Beginning of February Joe’s parents came to visit us for ten days. First we showed them how our everyday life in Taipei looks like – where we buy our food, where Amy goes to preschool, our church… Although the weather was not that good, we had a lot of wonderful experiences, like a traditional Chinese tea ceremony or watching the cherry blossom in the surrounding mountains. After a few days we went to Kenting in the South of Taiwan. There we enjoyed the wonderful warm weather, swam in the sea, played on the beach, and did some sightseeing in the area. We visited, for example, a place where natural gas is coming out of the ground that ignites itself. On this “natural bonfire” we even made our own popcorn :). On our way back to Taipei we drove along the beautiful east coast. We learned how to plant rice, saw monkeys playing beside the street and a lot more. Last but not least we visited the Taroko Gorge with its several hundred meter high marble walls. All in all it was a great time and we enjoyed showing Joe’s parents how our life in Taiwan looks like. Amy and Anna also enjoyed the time with their grandparents a lot.
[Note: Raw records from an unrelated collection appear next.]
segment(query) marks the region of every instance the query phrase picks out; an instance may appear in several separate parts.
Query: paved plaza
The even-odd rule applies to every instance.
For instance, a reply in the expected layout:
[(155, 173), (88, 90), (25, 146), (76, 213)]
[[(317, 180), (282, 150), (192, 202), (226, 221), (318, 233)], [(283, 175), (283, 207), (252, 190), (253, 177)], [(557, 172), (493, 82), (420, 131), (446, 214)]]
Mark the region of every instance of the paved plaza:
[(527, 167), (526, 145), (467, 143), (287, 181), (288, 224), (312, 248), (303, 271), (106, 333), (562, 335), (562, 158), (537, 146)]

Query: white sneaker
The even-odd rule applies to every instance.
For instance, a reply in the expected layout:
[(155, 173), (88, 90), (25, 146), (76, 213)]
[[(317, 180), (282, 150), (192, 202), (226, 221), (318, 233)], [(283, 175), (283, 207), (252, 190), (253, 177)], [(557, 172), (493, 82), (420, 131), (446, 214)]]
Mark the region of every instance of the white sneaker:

In Amy’s preschool they also celebrated Christmas. The whole preschool was decorated.
December 22nd Amy’s preschool came to our church to hear and see what Christmas is about. First our pastor’s wife told them the Christmas story, then they looked at the manger and afterwards Simone showed them how to make German Christmas cookies. Every child could make a few by themselves.
The Saturday after Christmas, there was a Christmas party in Amy’s preschool. We had a potluck, the kids did a performance and then all the kids got their presents – there was even a Santa Claus :).
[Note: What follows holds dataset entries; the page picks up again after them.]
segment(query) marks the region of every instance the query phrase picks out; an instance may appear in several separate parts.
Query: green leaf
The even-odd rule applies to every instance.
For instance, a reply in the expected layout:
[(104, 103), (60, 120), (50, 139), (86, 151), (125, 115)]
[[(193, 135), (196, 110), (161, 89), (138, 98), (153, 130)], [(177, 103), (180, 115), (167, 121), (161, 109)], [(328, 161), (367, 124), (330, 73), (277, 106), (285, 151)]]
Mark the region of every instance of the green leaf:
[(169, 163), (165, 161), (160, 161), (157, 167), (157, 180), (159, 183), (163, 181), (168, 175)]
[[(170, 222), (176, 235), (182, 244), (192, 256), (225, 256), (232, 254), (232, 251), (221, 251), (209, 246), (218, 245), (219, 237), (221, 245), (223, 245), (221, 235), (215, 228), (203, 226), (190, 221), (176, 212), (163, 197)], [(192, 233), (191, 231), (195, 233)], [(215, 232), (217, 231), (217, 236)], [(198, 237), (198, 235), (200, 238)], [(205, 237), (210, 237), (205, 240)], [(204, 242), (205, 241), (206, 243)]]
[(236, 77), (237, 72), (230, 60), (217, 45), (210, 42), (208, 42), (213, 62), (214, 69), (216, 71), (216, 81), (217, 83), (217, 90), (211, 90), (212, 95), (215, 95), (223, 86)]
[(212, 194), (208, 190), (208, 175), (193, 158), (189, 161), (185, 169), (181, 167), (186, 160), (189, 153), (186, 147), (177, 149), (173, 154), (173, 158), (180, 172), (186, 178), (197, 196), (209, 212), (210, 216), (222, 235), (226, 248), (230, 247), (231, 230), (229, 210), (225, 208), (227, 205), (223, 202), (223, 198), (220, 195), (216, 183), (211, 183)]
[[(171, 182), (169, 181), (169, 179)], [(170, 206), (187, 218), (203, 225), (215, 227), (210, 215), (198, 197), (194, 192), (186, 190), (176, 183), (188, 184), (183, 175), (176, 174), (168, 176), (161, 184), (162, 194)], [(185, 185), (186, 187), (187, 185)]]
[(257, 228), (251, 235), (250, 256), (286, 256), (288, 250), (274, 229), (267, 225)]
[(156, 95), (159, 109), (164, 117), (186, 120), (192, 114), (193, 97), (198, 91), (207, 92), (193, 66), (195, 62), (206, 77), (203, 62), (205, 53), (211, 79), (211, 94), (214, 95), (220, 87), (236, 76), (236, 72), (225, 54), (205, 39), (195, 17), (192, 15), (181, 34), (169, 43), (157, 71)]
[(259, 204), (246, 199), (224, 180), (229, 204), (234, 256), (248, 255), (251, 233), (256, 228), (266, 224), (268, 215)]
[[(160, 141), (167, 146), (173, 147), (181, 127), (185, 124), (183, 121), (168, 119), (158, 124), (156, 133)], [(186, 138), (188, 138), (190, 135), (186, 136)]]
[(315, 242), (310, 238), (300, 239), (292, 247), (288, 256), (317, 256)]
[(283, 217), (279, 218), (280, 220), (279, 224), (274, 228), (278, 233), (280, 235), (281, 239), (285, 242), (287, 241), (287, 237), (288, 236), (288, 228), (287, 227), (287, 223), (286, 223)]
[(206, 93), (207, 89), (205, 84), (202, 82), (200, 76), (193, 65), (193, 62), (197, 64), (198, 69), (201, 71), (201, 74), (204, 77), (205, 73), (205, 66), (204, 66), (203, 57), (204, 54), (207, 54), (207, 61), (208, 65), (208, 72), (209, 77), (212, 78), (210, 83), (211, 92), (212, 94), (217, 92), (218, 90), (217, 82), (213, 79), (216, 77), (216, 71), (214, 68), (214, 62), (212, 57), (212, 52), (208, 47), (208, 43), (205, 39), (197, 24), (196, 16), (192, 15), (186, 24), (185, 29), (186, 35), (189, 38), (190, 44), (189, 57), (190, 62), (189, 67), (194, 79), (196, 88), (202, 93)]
Christmas here in Taiwan is very different from Christmas in Germany or the US…
Our church had a Christmas party on the Saturday before Christmas. Some people sang a song, some people did a little performance and there was a sermon. On Christmas itself there was no service in our church.
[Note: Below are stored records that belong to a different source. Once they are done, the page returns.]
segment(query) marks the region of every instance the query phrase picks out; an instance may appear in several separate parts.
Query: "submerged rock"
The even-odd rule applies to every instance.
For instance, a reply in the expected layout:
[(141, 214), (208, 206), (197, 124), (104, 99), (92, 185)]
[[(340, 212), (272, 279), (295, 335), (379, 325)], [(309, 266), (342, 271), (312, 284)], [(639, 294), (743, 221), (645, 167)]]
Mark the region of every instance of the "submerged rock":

Christmas Eve we and some of our Marburg Mission colleges organized a German Christmas Service for German’s who work or study here in Taipei or who are just here for vacation. About 50 people came. We really enjoyed it having a little bit of “German Christmas” here in Taipei (here you can listen to a Christmas Song that Amy sang in the German Christmas Service). Afterwards we had our colleges at our home to celebrate Christmas Eve together. Christmas Day we took a day off. In the morning we celebrated as a family – sang songs together, read the Christmas story and unpacked our presents. In the afternoon we went with a short term missionary who stayed with us for Christmas to the hot springs and enjoyed Christmas there. The next day we already went to school and preschool again. The Sunday after Christmas we invited two of our neighbor families over to celebrate Christmas with us and to show them what Christmas is about. Amy’s preschool also had a Christmas party. We will tell you about that soon.
Even if Christmas is very different here in Taiwan, it still has the same reason: we celebrate Jesus’ birthday who came as a little baby into our world, because he wants to be close to us.